Precisa interpretar exames.

Precisa correlacionar genética com comportamento.

Precisa transformar informação em ação.

É exatamente nessa direção que estamos construindo a Epigene.

O que é a Epigene

A Epigene nasceu da convicção de que a saúde do futuro será profundamente personalizada.

Nosso objetivo não é apenas analisar DNA.

Nosso objetivo é integrar:

  • genética
  • biomarcadores laboratoriais
  • dados de sono
  • atividade física
  • alimentação
  • frequência cardíaca
  • recuperação
  • exames complementares
  • histórico clínico

Tudo isso conectado por Inteligência Artificial.
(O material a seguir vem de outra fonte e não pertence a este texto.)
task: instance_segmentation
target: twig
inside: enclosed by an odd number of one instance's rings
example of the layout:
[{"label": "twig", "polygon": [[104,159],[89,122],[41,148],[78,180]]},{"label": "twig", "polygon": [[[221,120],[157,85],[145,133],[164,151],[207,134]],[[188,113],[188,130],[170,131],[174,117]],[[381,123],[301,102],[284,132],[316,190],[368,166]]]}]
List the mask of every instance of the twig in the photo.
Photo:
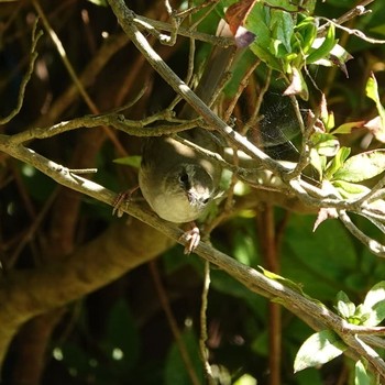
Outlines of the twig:
[{"label": "twig", "polygon": [[37,58],[36,45],[37,45],[38,40],[43,36],[43,31],[38,31],[36,33],[37,22],[38,22],[38,19],[36,19],[35,23],[33,24],[29,68],[26,70],[26,73],[24,74],[24,76],[21,80],[21,84],[20,84],[16,106],[7,117],[0,118],[0,124],[6,124],[6,123],[10,122],[20,112],[21,108],[23,107],[25,87],[31,79],[33,68],[35,65],[35,61]]},{"label": "twig", "polygon": [[199,338],[199,350],[200,355],[204,361],[206,377],[210,385],[215,385],[216,382],[212,376],[211,366],[209,363],[209,352],[207,350],[207,305],[208,305],[208,294],[210,288],[210,263],[205,261],[205,272],[204,272],[204,289],[201,294],[201,307],[200,307],[200,338]]}]

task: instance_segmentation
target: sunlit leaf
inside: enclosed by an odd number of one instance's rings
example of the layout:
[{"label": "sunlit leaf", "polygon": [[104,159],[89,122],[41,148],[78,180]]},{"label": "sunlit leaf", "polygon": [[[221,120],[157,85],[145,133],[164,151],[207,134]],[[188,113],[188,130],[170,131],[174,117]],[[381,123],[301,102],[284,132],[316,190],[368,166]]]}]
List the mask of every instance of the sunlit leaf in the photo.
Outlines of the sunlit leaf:
[{"label": "sunlit leaf", "polygon": [[326,37],[317,37],[315,40],[312,44],[314,51],[307,56],[306,63],[310,64],[328,57],[336,43],[336,26],[334,24],[330,24]]},{"label": "sunlit leaf", "polygon": [[375,327],[385,319],[385,280],[370,289],[363,308],[370,314],[370,318],[363,324]]},{"label": "sunlit leaf", "polygon": [[346,349],[342,340],[331,330],[310,336],[299,348],[294,361],[294,371],[322,365],[341,355]]},{"label": "sunlit leaf", "polygon": [[309,90],[304,76],[299,69],[293,67],[292,69],[292,81],[289,86],[285,89],[284,96],[297,95],[304,100],[309,99]]},{"label": "sunlit leaf", "polygon": [[359,199],[371,191],[371,189],[366,186],[345,180],[333,180],[332,184],[341,196],[348,199]]},{"label": "sunlit leaf", "polygon": [[336,130],[332,131],[333,134],[350,134],[354,129],[361,129],[365,124],[364,120],[356,122],[348,122],[339,125]]},{"label": "sunlit leaf", "polygon": [[344,319],[354,316],[355,305],[349,299],[348,295],[344,292],[339,292],[337,294],[337,306],[338,312]]},{"label": "sunlit leaf", "polygon": [[336,156],[331,160],[331,162],[327,166],[326,175],[329,179],[331,179],[334,173],[342,167],[342,165],[348,160],[350,152],[351,150],[349,147],[341,147],[337,152]]},{"label": "sunlit leaf", "polygon": [[374,150],[350,157],[339,168],[333,179],[345,182],[362,182],[373,178],[385,169],[385,150]]}]

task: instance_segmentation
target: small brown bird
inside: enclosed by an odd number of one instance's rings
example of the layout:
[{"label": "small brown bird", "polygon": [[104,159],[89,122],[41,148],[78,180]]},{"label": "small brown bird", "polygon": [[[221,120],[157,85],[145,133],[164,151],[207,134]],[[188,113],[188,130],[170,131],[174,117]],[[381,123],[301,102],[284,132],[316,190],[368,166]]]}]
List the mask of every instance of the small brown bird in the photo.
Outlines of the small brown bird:
[{"label": "small brown bird", "polygon": [[[223,74],[229,68],[234,47],[215,47],[202,77],[195,90],[205,102],[209,102]],[[191,107],[186,106],[182,118],[196,118]],[[195,128],[179,133],[180,136],[211,152],[222,148],[212,132]],[[185,252],[190,253],[198,245],[200,235],[195,220],[218,195],[221,166],[204,157],[191,147],[169,136],[154,136],[144,141],[139,185],[145,200],[163,219],[174,223],[190,223],[185,241]]]}]

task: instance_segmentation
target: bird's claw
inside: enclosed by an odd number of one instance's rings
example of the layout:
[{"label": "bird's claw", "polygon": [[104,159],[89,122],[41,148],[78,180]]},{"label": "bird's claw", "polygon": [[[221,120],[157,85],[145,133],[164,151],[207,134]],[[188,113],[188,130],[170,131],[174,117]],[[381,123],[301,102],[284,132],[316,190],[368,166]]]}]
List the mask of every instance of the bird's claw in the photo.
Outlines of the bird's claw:
[{"label": "bird's claw", "polygon": [[123,217],[124,211],[122,210],[122,205],[124,201],[130,200],[131,196],[134,191],[136,191],[139,187],[131,188],[130,190],[119,193],[117,199],[112,205],[112,216],[117,215],[118,218]]},{"label": "bird's claw", "polygon": [[185,231],[184,234],[180,237],[180,240],[186,243],[184,253],[193,253],[200,242],[200,231],[198,227],[195,223],[193,223],[193,228],[190,230]]}]

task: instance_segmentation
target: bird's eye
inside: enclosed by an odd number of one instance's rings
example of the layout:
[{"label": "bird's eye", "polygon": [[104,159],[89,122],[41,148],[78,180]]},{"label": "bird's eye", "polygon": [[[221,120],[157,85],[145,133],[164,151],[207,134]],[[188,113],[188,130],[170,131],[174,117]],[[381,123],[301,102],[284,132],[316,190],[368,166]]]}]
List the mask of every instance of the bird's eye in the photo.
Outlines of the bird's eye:
[{"label": "bird's eye", "polygon": [[186,190],[189,188],[189,177],[187,173],[182,173],[179,175],[179,183],[185,187]]}]

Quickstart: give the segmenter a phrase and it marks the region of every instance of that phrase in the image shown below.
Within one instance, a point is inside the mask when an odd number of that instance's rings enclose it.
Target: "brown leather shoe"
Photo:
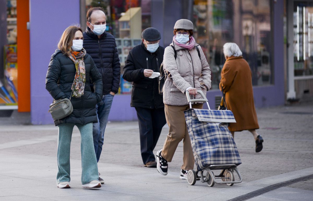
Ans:
[[[145,164],[145,167],[148,168],[156,168],[156,162],[154,161],[149,161]]]

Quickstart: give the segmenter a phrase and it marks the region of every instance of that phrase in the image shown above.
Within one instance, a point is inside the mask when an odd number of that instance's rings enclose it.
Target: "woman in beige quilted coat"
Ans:
[[[168,75],[163,86],[163,102],[169,130],[163,148],[157,154],[156,168],[162,174],[167,174],[167,162],[172,161],[182,140],[183,164],[180,177],[182,179],[187,179],[187,172],[193,169],[195,163],[184,113],[189,108],[186,92],[188,91],[192,98],[201,98],[197,90],[206,94],[211,87],[210,67],[201,47],[192,37],[193,29],[190,20],[176,22],[173,42],[165,48],[163,60],[163,69]],[[202,108],[203,105],[194,104],[192,108]]]

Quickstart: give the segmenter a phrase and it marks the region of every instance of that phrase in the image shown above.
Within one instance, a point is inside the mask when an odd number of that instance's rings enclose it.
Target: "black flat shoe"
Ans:
[[[255,152],[259,152],[263,148],[263,145],[262,143],[264,142],[263,138],[259,135],[256,137],[255,140]]]

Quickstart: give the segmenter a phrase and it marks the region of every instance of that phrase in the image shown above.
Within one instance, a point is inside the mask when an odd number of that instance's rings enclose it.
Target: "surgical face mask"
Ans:
[[[185,36],[182,34],[180,36],[176,35],[175,39],[179,43],[185,44],[189,41],[189,35]]]
[[[73,45],[72,46],[72,49],[76,52],[79,52],[83,49],[83,40],[73,40]]]
[[[90,22],[89,23],[90,23]],[[90,23],[90,24],[91,24],[91,23]],[[91,26],[94,27],[94,30],[92,30],[92,31],[95,34],[98,36],[100,36],[103,33],[106,28],[106,23],[100,25],[93,25],[91,24]]]
[[[146,44],[147,45],[147,50],[153,53],[155,52],[159,48],[159,42],[153,44]]]

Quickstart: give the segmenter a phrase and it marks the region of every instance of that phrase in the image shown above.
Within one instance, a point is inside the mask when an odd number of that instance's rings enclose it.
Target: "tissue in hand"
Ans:
[[[152,73],[152,74],[149,77],[149,78],[157,78],[160,76],[160,73],[158,72],[153,72]]]

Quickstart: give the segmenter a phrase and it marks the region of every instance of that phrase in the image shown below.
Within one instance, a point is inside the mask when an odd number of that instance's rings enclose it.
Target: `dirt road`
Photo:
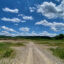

Acreditamos que o verdadeiro valor não está em um exame isolado.

Está na capacidade de conectar todas as peças do quebra-cabeça.

O conceito de Gêmeo Digital da Saúde

Imagine possuir uma representação digital dinâmica do seu organismo.

Um sistema capaz de compreender:

  • suas predisposições genéticas
  • seus padrões metabólicos
  • seus hábitos reais
  • suas respostas ao exercício
  • sua recuperação
  • suas tendências de saúde futuras

Não como uma fotografia estática.

Mas como um organismo digital que evolui junto com você.

Esse é o conceito do gêmeo digital de saúde que estamos desenvolvendo.

Um ambiente onde genética, biomarcadores e comportamento deixam de ser informações separadas e passam a funcionar como um sistema integrado.

A era pós-Mounjaro

Os medicamentos para obesidade representam um avanço extraordinário.

Mas eles não eliminam a necessidade de entender o indivíduo.

Pelo contrário.

Quanto mais poderosas as intervenções se tornam, mais importante passa a ser a personalização.

Por que um paciente responde melhor do que outro?

Por que alguns recuperam peso?

Por que alguns apresentam mais efeitos adversos?

Por que determinadas estratégias funcionam em alguns indivíduos e falham em outros?

Essas respostas não estão apenas na balança.

Elas estão na interação entre genética, metabolismo e comportamento.

O médico continua no centro

Existe uma narrativa equivocada de que a Inteligência Artificial substituirá médicos.

Nós acreditamos exatamente no oposto.

O profissional de saúde continuará sendo a figura central da decisão clínica.

A diferença é que ele passará a ter acesso a ferramentas muito mais poderosas.

A IA não substitui experiência clínica.

Ela amplia a capacidade do profissional de interpretar informações e tomar decisões melhores.

Nossa visão é simples:

Não é a IA substituindo o médico. É o médico utilizando IA para oferecer um nível de personalização que antes era impossível.

O futuro da saúde será preditivo

A medicina tradicional é predominantemente reativa.

Esperamos o problema acontecer para agir.

O próximo ciclo será diferente.

Combinando genética, biomarcadores, dispositivos vestíveis e Inteligência Artificial, será possível identificar tendências antes que elas se transformem em doenças.

O objetivo deixa de ser apenas tratar.

Passa a ser prever, prevenir e otimizar.

Estamos apenas começando

O mundo está aprendendo a utilizar medicamentos revolucionários como o Mounjaro.

Enquanto isso, uma nova camada de inovação está sendo construída.

Uma camada onde DNA, exames laboratoriais, comportamento humano e Inteligência Artificial trabalham juntos para criar uma saúde verdadeiramente personalizada.

Na Epigene, acreditamos que esse futuro já começou.

E estamos trabalhando todos os dias para torná-lo acessível a médicos, clínicas e pacientes.

Porque a próxima revolução da saúde não será apenas farmacológica.

Ela será individual.

Ela será contínua.

Ela será guiada por dados.

E será impulsionada pela Inteligência Artificial.